これを受け全施設の営業を休止。7月10日(金)に事故調査委員会報告書が取りまとめられたことから、再発防止策を実施した上で再開が決定しました。
事故を起こした「フライングバルーン」は撤去。「パワータワー」は休止を継続します。
事故の経緯と再発防止策
フライングバルーンは12名までの乗客が回転しながら高さ約8.5mまで上昇するアトラクション。
2024年12月18日にオープンし、設計および製造はイタリアのMoser’s Rides社が行い、国内での設置に伴う設計・施工や保守点検の支援は豊永産業株式会社が担っていました。
事故時は、技術グループ社員が月次定期点検作業を行っており、被災者はライドを最上部に上昇させた状態で点検を実施していました。しかし、マニュアルにない電磁弁の作業を行なったことで油圧が抜け、ライドが自重により落下し、被災者が挟まれました。消防による救助活動が行われたものの救出には約5時間を要し、病院で死亡が確認されました。

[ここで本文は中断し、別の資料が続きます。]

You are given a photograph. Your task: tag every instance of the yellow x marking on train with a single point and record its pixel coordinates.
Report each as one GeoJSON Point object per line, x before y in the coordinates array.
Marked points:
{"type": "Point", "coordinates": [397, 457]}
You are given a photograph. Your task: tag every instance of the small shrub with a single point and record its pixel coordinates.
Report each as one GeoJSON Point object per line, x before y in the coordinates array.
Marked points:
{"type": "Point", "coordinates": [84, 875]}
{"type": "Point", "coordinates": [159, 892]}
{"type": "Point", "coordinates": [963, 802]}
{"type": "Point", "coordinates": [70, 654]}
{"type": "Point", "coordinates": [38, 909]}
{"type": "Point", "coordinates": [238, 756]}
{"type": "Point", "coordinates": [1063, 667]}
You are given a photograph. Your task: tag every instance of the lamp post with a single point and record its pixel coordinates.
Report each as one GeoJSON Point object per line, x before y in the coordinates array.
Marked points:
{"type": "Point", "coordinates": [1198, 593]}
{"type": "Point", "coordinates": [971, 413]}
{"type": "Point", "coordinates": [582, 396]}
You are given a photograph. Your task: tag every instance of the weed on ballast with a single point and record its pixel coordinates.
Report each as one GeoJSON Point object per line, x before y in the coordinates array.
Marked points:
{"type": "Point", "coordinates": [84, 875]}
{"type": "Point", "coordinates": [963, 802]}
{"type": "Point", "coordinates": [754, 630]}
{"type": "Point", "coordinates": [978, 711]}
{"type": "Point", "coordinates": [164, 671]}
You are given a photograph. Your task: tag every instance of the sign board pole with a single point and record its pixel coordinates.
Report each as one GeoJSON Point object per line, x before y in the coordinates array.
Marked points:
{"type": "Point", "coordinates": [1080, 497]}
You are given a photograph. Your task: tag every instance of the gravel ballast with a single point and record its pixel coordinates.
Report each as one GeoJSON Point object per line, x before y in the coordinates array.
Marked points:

運営会社とメーカー・施工会社との責任分担、技術グループ内での裁量範囲の曖昧さがマニュアルにない点検作業を行なった原因と評価されています。
東京ドームシティ アトラクションズでは、2011年に「スピニングコースター舞姫」で乗客が死亡する事故が発生。この際にも再発防止策が講じられましたが、乗客の安全性を重視する中で従業員の安全対策が不十分であったことが指摘されています。
全アトラクションでの安全リスクの洗い出し、非定常作業時の分担や手順の策定などの再発防止策を実施。今後は、座学などの職場外研修を取り入れた育成プログラムや社内資格制度を検討しています。